Results Vaginal misoprosrol: one small study showed that the use of misoprostol results in more effective cervical ripening and reduced need for oxytocin when compared with placebo. When compared with oxytocin, vaginal misoprostol was more effective for labour induction. The relative risk of failure to achieve vaginal delivery within 24 hours was 0.48 (95% CI 0.35 to 0.66).
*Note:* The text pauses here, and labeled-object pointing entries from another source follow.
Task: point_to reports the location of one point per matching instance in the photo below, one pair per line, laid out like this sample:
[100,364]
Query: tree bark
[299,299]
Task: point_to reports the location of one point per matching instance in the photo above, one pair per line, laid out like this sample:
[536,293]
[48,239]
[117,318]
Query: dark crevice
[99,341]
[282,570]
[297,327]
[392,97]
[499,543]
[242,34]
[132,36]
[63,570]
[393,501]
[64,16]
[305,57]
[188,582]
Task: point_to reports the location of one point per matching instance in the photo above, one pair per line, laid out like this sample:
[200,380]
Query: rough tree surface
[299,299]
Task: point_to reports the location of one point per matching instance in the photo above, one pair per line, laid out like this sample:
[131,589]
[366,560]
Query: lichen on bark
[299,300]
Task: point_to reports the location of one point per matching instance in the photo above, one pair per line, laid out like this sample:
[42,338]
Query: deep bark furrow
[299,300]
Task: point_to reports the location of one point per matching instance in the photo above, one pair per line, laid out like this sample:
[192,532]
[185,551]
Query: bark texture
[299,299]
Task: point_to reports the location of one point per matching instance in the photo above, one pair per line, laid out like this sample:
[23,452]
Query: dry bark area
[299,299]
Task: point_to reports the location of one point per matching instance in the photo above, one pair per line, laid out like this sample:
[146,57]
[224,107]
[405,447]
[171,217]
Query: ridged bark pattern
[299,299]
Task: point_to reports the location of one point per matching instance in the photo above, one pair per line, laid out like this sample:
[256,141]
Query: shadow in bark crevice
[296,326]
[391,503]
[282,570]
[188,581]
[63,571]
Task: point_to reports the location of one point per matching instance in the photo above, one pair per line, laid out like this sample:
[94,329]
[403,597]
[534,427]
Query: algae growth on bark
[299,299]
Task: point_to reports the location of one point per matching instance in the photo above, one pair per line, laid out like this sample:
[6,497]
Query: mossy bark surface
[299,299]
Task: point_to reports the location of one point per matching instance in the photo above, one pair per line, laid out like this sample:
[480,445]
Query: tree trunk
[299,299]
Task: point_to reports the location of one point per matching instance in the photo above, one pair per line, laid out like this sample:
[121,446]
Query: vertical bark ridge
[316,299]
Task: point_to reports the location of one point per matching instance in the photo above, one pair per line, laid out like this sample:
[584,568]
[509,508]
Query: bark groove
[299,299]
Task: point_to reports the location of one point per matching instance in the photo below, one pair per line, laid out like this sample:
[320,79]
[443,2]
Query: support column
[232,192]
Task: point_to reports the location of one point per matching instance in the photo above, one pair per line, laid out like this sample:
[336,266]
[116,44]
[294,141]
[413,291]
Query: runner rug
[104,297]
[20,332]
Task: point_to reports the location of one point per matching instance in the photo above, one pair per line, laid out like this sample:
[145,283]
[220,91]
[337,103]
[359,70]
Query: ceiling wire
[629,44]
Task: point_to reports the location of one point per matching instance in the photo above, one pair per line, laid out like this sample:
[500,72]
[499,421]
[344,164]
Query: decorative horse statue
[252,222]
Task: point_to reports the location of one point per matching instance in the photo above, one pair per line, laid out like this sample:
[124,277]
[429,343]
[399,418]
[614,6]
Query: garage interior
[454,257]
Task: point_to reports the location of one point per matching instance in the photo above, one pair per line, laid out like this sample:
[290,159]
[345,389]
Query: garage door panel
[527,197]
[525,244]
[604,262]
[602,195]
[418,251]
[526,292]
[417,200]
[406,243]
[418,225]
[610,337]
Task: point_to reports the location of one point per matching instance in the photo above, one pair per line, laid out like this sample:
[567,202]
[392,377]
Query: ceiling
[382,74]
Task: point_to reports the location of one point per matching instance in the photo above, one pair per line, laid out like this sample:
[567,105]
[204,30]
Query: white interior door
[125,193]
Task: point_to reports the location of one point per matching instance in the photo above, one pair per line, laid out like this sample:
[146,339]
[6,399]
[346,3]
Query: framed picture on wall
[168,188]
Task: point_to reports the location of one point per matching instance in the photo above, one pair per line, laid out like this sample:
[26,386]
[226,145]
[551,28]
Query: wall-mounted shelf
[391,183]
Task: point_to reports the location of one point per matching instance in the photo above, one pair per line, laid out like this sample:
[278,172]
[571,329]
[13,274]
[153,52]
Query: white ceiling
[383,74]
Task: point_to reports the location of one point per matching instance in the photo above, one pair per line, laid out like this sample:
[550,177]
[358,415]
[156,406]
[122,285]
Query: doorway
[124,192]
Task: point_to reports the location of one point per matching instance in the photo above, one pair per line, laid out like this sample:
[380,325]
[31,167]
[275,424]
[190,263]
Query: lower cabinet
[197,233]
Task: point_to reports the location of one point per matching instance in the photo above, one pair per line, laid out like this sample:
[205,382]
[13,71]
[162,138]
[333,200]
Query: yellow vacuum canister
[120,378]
However, the relative risks for uterine hyperstimulation with and without fetal heart rate abnormalities were 2.54 (95% CI 1.12 to 5.77) and 2.96 (95% CI 2.11 to 4.14), respectively. In three out of four trials which studied women with intact membranes and unfavourable cervices, failure to achieve vaginal delivery within 24 hours was reduced with misoprostol when compared with other prostaglandins (RR 0.71,95% CI 0.62 to 0.81). Vaginal misoprostol was associated with increased uterine hyperstimulation both without fetal heart rate changes (RR 1.67, 95% CI 1.30 to 2.14) and with associated fetal heart rate changes (RR 1.45, 95% CI 1.04 to 2.04). There was also an increase in meconium stained amniotic fluid following vaginal misoprostol (RR 1.38,95% CI 1.06 to 1.79). Oral misoprostol: one small trial suggests that, when compared with placebo, oral misoprostol reduces the need for oxytocin and shortens the time between induction and delivery. Compared with other prostaglandins one small trial showed a reduced need for oxytocin with oral misoprostol. No trials compared oral with vaginal misoprostol using different doses. No significant differences were evident.

Conclusions Overall, misoprostol appears to be more effective than conventional methods of cervical ripening and labour induction. Although no differences in perinatal outcome were shown, the studies were not sufficiently large to exclude the possibility of uncommon serious adverse effects. In particular the increase in uterine hyperstimulation with fetal heart rate changes following misoprostol is a matter for concern. It is possible that, if sufficient numbers are studied, an unacceptably high number of serious adverse events including uterine rupture and asphyxia1 fetal deaths may occur. The data at present are not robust enough to address the issue of safety. Thus, though misoprostol shows promise as a highly effective, inexpensive and convenient agent for labour induction, it cannot be recommended for routine use at this stage. Lower dose misoprostol regimens should be investigated further.